Taking advantages of spatially disaggregated data and geographical application, economists can model determinants of land values with data that matches the economic behavioral decisions better than before (Irwin et al. 2010). Examples include using GIS to collect spatial measures and distance indicators that capture the amenities more precisely (Huang et al. 2006; Ready and Abdalla 2005). Huang et al. (2006) discuss factors driving Illinois farmland values and find that land values decline with parcel size, ruralness, distance to Chicago and several other population centers measured by GIS. They estimate the model using county-level cross-section time-series data. Combining multiple sources of urban influences, Zhang and Nickerson (2015) develop an “urban premium” using parcel-level data from 2001 to 2010 to explain the relationship between urban residential housing market and farmland markets. Instead of analyzing impacts of housing boom and bust on land markets using residential land and structure values, their study focuses on quantifying the residential housing markets’ impacts of surrounding farmland values. A parcel-level measure namely, “urban premium”, is created by the authors to quantify the magnitude of urban influences on surrounding farmland values. This urban premium declined significantly after 2008 while farmland price remained relatively stable as the increase in commodity demand during the study period obscured the influence of depression of housing market on land values.

The modeling approach favored most by extensive of empirical land studies is the hedonic price model (Kennedy et al. 1997; Dillard et al. 2013; Hanson et al. 2018; Tsoodle, Golden, and Featherstone 2006). This method allows analysis of various characteristics of a heterogeneous good as an element of a hedonic function. For instance, Kennedy et al. (1997) conducted a comprehensive analysis of Louisiana rural land markets using a two-stage hedonic pricing method. In their research, they used four groups of independent variables: continuous variables, discrete variables, discrete soil variables and socio-economic variables to estimate the price of rural land.

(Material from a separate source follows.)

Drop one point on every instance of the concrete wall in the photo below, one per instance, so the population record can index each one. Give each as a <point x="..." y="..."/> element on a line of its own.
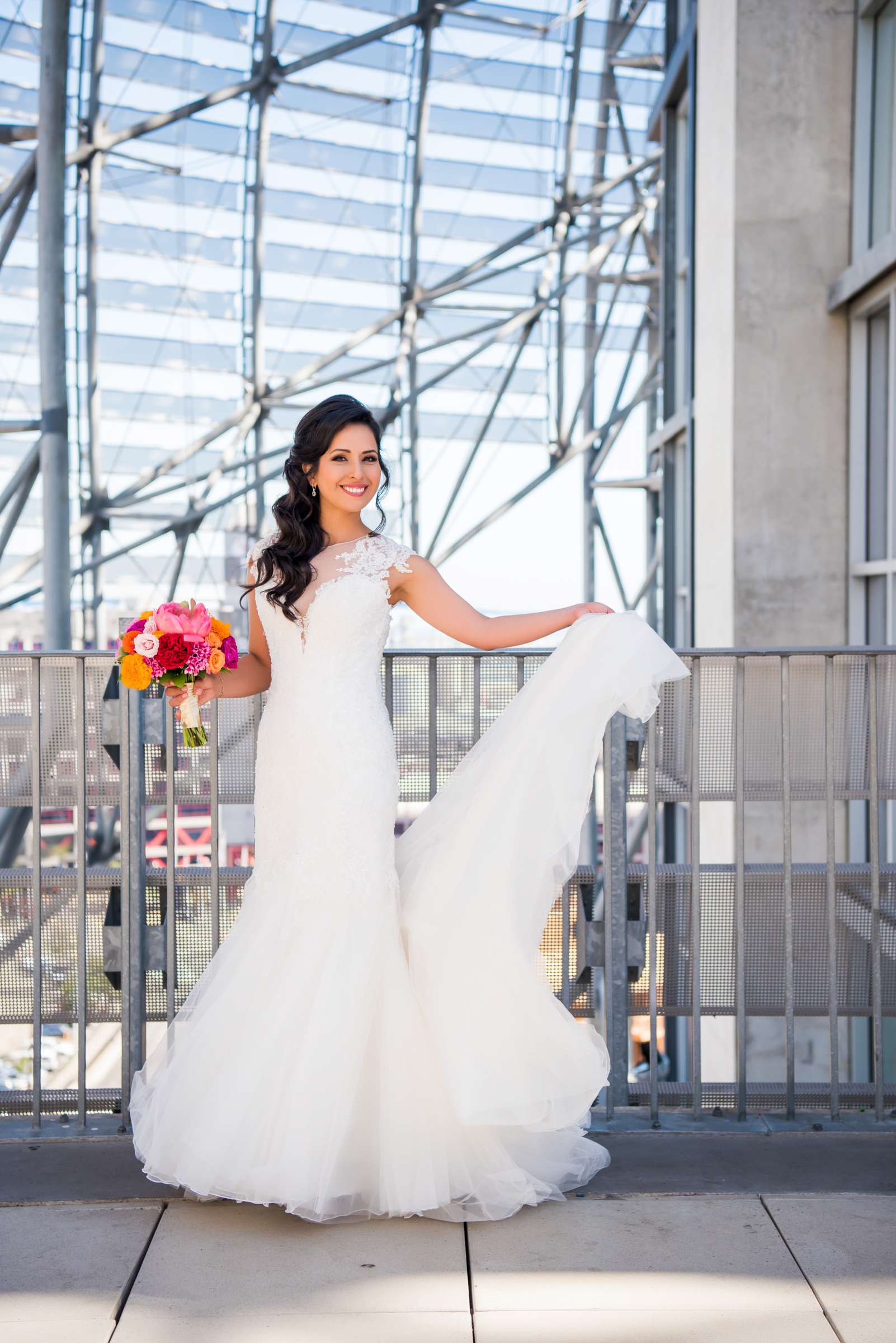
<point x="773" y="185"/>
<point x="772" y="230"/>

Detailed explanations of the theoretical foundation of hedonic property value models can be found in Freeman (2014) and Palmquist (2005). However, several empirical issues may arise when using a hedonic model. The geographic extent of the farmland markets is a significant common concern in this area. One assumption of the equilibrium hedonic price that transactions are drawn from a single market might be challenged since the land study usually use farmland price data that has restrictive number of transactions as well as narrowly defined geographic areas (Nickerson and Zhang 2014). The application of hedonic model also suffers from choice of data (Henderson and Gloy 2009) and the construction of dependent variables (Zhang et al. 2012). Potential spatial correlations of unobserved variables and attributes cause biased estimates and thus become a prominent econometric issue in hedonic settings. To solve this problem, recent literatures apply different spatial models (Anselin and Arribas-Bel 2013; Hardie et al. 2001; Zhang and Nickerson 2015).

As a result, this study has at least two contributions to the land valuation work. First, this paper provides a more comprehensive analysis of Texas land markets by examining several factors that have been used in most previous studies in other states. Second, the results offer empirical insights on how land market and housing market interact with each other.

2. Data and Analytical Framework

Texas Real Estate Research Center (REC) at Texas A&M University collects vast amounts of the state’s land transactional data provided by a network of corresponding market observers and thus creates an excellent laboratory to study land value determinants. The data contains sales of rural land in Texas including information about price per acre, size of tract per sale, financing condition, total land values, previous land use, etc. This rural land database includes all reported sales not involved in urban-style developments, greater than regional minimum acreages ranging from 45 to 160 acres, and with prices less than $30,000 per acre. This study uses a county-level panel data set for the years 2007, 2012, and 2017 (Table 1). Although specific disaggregated level land parcels would provide a larger and more varied database, we lack data for most of our key variables for such parcels, notably agricultural return data and the value of land in alternative residential use. One hundred and forty-seven counties out of 254 counties in Texas are selected without missing values to construct a balanced panel.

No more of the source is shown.